If these tasks ran in parallel without control, they would compete for endpoint capacity, CPU/GPU, quota, and event ordering. The current solution is a single FIFO queue (llm_queue) processed by one sequential worker.
That sounds simple, almost like "just put a queue there", but it solved multiple classes of problems:
- avoids multiple heavy calls at the same time;
- preserves the logical order of actions;
- reduces the risk of the bot and Director fighting over resources;
- keeps the main app responsive;
- makes fallback and error logging easier.
In small systems, a well-placed queue can be more valuable than a complex architecture.
8. A Background Worker Loses Request Context
Once work moved to the background, an important detail appeared: the worker does not automatically have the original gr.Request.
This became critical with Hugging Face ZeroGPU. When one Space calls another Space through gradio_client, it may need to forward the original user's x-ip-token header. Without it, the inference Space can treat the call as missing quota context.
The issue became clearer when the Spaces started running inside an organization. While I was testing endpoints associated with my own profile, the flow seemed to inherit my quota better, or at least did not expose the problem as clearly. Once the topology moved into an organization, the Space-to-Space call no longer carried that user context implicitly, and a quota error appeared even though the public endpoints were reachable.
The fix was to carry the context explicitly:
- capture
x-ip-tokenfrom the request; - associate the token with the player;
- put the token into the LLM task;
- create the
Clientwithheaders={"x-ip-token": token}.
Lesson: if an asynchronous task depends on the user, the user context needs to travel with the task. You cannot assume the framework will magically guess that later.
9. TTS Is Where The Experience Breaks Most Easily
Audio was one of the hardest parts of the project, and I definitely underestimated it at the start.
Problems that appeared:
- slow local TTS accumulating requests;
- audio arriving after the match already ended;
- old lines playing in the next match;
- local API overload;
- remote endpoint cold starts;
- differences between REST and Gradio APIs;
- bot audio colliding with player audio;
- replay out of context after victory or defeat.
The final solution combines several protections:
- a separate TTS queue (
tts_audio_queue); - sequential synthesis to avoid overloading the service;
audio_generation_idto discard work from old matches;- per-player queues in
pending_audios; - audio delivery through state polling;
- discard late audio after the match ends;
DOD_DISABLE_TTS=Truefor fast development;- keep Director text even when audio is disabled.
Modal became an important piece because TTS is heavy. Running VoxCPM2 locally together with the LLM can saturate VRAM, delay voice delivery, and even slow bot responses. With a TTS server on Modal, the game can keep the voice experience without requiring the local machine to load everything at once. In practice, this created three useful modes: local TTS for users who want everything on their own GPU, remote Modal TTS for a more stable demo, and DOD_DISABLE_TTS=True for fast development when Director text is enough.

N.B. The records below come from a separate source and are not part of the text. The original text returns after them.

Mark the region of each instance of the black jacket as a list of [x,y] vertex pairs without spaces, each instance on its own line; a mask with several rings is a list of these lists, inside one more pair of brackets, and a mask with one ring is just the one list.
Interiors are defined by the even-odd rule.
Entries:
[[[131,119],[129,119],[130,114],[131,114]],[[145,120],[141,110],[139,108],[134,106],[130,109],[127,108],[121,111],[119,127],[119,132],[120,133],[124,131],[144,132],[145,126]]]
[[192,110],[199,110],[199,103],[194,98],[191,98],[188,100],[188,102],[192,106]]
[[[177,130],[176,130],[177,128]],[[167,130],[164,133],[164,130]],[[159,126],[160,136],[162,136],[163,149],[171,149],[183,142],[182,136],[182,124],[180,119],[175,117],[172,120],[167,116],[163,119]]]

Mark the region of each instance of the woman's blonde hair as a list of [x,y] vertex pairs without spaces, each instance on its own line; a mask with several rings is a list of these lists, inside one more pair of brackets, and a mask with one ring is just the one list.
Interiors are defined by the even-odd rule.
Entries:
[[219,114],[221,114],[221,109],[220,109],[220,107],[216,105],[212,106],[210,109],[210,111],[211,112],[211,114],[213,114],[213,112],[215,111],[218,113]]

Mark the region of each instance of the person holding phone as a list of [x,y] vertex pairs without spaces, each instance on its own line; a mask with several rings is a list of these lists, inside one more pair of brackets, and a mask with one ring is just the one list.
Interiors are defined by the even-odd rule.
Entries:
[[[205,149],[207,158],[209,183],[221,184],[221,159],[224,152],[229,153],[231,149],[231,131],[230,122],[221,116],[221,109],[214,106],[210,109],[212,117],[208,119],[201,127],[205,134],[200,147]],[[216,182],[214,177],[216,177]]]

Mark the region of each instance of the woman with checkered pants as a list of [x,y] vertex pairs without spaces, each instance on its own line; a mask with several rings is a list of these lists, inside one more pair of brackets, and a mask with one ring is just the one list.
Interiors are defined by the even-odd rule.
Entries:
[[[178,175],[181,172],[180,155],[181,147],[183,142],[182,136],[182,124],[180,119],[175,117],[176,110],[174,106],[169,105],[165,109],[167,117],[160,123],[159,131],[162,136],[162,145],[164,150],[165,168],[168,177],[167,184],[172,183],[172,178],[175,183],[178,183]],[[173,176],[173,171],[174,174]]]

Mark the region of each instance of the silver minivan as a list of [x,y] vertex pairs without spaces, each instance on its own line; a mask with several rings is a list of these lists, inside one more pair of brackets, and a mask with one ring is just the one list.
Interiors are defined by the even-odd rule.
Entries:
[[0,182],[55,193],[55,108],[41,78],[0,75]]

Even then, Modal and Spaces can still cold start. That is why the game gained a warmup stage before starting a match. When the lobby reaches the minimum condition to begin, the backend sends a light call to TTS and another one to the LLM. Those calls use the same endpoint system from inference_map.json when the mapper is active, or local endpoints when DOD_USE_LOCAL_API=True. The match is only released once the services respond, or if something fails, the lobby shows feedback and retries on the next opportunity. This prevents the first user move from paying the entire cold-start cost alone.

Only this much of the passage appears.